In der Dessous-Abteilung
In der Dessous-Abteilung kann skurriles und kurioses passieren. Der Sänger und Liedermacher Reinhard Mey hat sich dazu auch einmal seinen Vers gemacht. Heute möchte ich das mit euch teilen. Vielen Dank, lieber Reinhard Mey.
Als gelernter Kavalier der alten Schule begleit‘
ich meine Frau ins große Warenhaus von Zeit zu Zeit.
Und dann drück ich mich auch nicht vor so heiklen Missionen,
wie dem Stöbern in diversen Dessous-Kollektionen.
Ich folge ihr diskret durch Schlüpfer und durch Mieder
und ich schlag verwirrt errötend die Augen nieder.
In der Dessous-Abteilung, das spürst du beklommen,
wirst du als Mann noch immer nicht so richtig angenommen.
Natürlich bin ich aufgeklärt und schwer emanzipiert
und trotzdem fühlst du dich als Kerl irgendwie deplaziert.
Und auch diesmal gerät der Damenunterwäschekauf
für mich als Mitläufer zum reinsten Spießrutenlauf
Zwischen Hüfthaltern und Leibchen und Feinstrumpfhosen
auf langen Plexiglasbeinen in merkwürdigen Posen
zwischen Stützkorsetts auf kopflosen Plastikrümpfen
Sloggys und French Knickers auf gespreizten Körperstümpfen
vorbei am Unterschenkel mit abgetrenntem Schenkel
der einen Tanga trägt, nein eigentlich mehr einen Schnürsenkel
bis zum liegenden Torso, der Glitzerbody bedeckt,
dem Betrachter gleich das Himmelreich entgegenstreckt.
Und mich ergreifen Entsetzen und Mitgefühl zugleich,
das muss ja schrecklich kneifen, da ist doch alles zart und weich.
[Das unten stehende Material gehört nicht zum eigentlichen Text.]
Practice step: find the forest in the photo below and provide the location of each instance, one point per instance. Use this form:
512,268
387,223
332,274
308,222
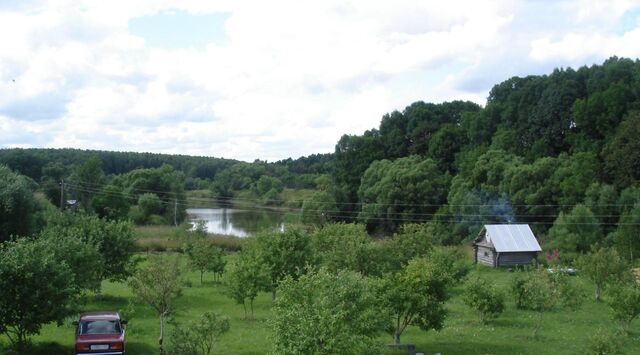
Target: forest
558,151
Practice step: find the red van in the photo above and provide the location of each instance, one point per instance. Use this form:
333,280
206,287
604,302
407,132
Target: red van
100,333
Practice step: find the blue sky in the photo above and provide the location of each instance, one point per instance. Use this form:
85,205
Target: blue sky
269,80
179,29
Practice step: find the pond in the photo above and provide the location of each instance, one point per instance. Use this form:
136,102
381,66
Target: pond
237,222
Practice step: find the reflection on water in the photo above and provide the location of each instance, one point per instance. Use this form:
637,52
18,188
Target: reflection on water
237,222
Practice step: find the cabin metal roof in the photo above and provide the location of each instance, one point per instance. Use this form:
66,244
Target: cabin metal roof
511,237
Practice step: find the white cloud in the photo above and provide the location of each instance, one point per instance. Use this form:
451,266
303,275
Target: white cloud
291,76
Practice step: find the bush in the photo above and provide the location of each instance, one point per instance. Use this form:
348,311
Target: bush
603,343
484,298
200,336
156,220
624,301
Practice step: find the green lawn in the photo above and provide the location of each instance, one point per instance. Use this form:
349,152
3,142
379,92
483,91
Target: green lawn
562,332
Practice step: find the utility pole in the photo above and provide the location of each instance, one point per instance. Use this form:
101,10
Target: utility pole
61,194
175,212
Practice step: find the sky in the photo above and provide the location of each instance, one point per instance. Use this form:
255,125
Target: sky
272,79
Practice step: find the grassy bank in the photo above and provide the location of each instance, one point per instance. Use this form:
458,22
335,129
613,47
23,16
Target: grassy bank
563,331
170,238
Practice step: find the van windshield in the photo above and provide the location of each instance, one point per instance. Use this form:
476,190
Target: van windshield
99,327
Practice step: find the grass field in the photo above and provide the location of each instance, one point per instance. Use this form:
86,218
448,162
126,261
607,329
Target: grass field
562,332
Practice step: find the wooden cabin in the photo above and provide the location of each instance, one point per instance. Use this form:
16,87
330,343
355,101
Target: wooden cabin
505,245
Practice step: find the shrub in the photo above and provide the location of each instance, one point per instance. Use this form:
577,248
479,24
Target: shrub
624,301
484,298
200,336
603,343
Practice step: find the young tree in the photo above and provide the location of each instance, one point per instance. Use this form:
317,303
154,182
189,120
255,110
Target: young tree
576,231
326,313
247,275
158,283
86,179
205,256
82,258
319,208
539,291
404,189
484,298
17,205
111,203
114,240
534,292
284,254
604,266
624,301
199,337
415,296
627,236
340,246
35,289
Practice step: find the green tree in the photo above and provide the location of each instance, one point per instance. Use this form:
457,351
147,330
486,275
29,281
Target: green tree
534,291
415,296
604,343
18,206
353,155
602,199
319,208
35,289
621,153
200,336
407,189
205,256
87,179
165,182
111,203
577,231
150,204
342,246
52,174
445,144
484,298
603,267
83,259
283,254
245,277
326,313
158,283
626,238
413,240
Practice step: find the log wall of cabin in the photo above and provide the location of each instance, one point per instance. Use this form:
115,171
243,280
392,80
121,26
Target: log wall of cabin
516,258
485,255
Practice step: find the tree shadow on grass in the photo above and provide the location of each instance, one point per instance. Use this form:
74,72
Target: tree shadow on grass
45,348
469,347
108,302
141,349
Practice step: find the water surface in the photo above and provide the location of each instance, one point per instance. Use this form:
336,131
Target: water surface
237,222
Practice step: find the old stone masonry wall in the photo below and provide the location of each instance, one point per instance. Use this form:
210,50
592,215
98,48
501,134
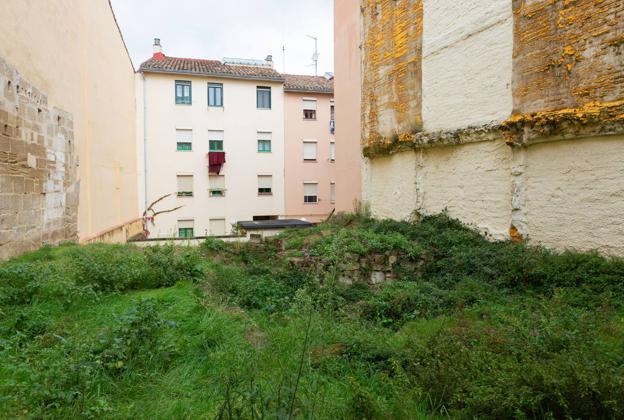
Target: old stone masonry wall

Und erzähl mir nicht, dass diese winzigen, sauteuren
Strings nicht gewaltig in der Porille scheuern.
Und die Druckknöpfe und Hacken, die an keinem Body fehlen
graben doch tiefe Kerben in die Familienjuwelen.
Und ich denk bei mir, wie locker, luftig, frei und lose
Hat’s mein Südpol in meiner zeltähnlichen Feinripphose.
Und zu welcher Folter ihr euch Frau’n versklaven lasst,
nur weil es einem triebgesteuerten Modemacher passt.
Während ich noch über das Los der Frauen meditier‘,
ist meine plötzlich weg, ich steh‘ allein im Revier.
Jetzt bin ich ganz verlor’n, ich fang nerös an zu zucken,
Mein Blick irrt starr umher, nur wohin soll ich jetzt gucken?
Seh‘ ich zu Boden, zur Decke mit unschuldiger Miene
Oder aus dem Augenwinkel zur Umkleidekabine?
Kuck ich auf die Busen oder besser auf die Zwickel,
Egal wohin, gleich ha’m sie mich als Spanner am Wickel!
Und ich spür , wie sich böse Blicke in meinen Rücken bohr’n,
Was hat der alte, geile Sack in den Dessous verlor’n?
In Panik bahne ich mir meinen Weg durch die Push-ups
Versteck mich hinter Nachthemden, verhedder mich in Straps.
Suche Halt in den BH’s, die schon leer aussehn wie volle,
Ich strauchle – die Situation gerät ganz außer Kontrolle.
Schon tritt ein spitzer Stöckelabsatz mich hinterlistig,
und ein Shirm saust auf mich nieder: „Ey, du Wichser, verpiss dich!“
Also eh ich mich hier von den Furien lynchen lasse
Flücht‘ ich mit erhobenen Händen zu der Frau an der Kasse.
Ich erklär ihr meinen Fall, sie lächelt mütterlich,
Flüstert was ins Telefon und kurz darauf höre ich:
„Der kleine grauhaarige Reinhard hat sich in unserer
Damen-Unterwäsche-Abteilung angefunden.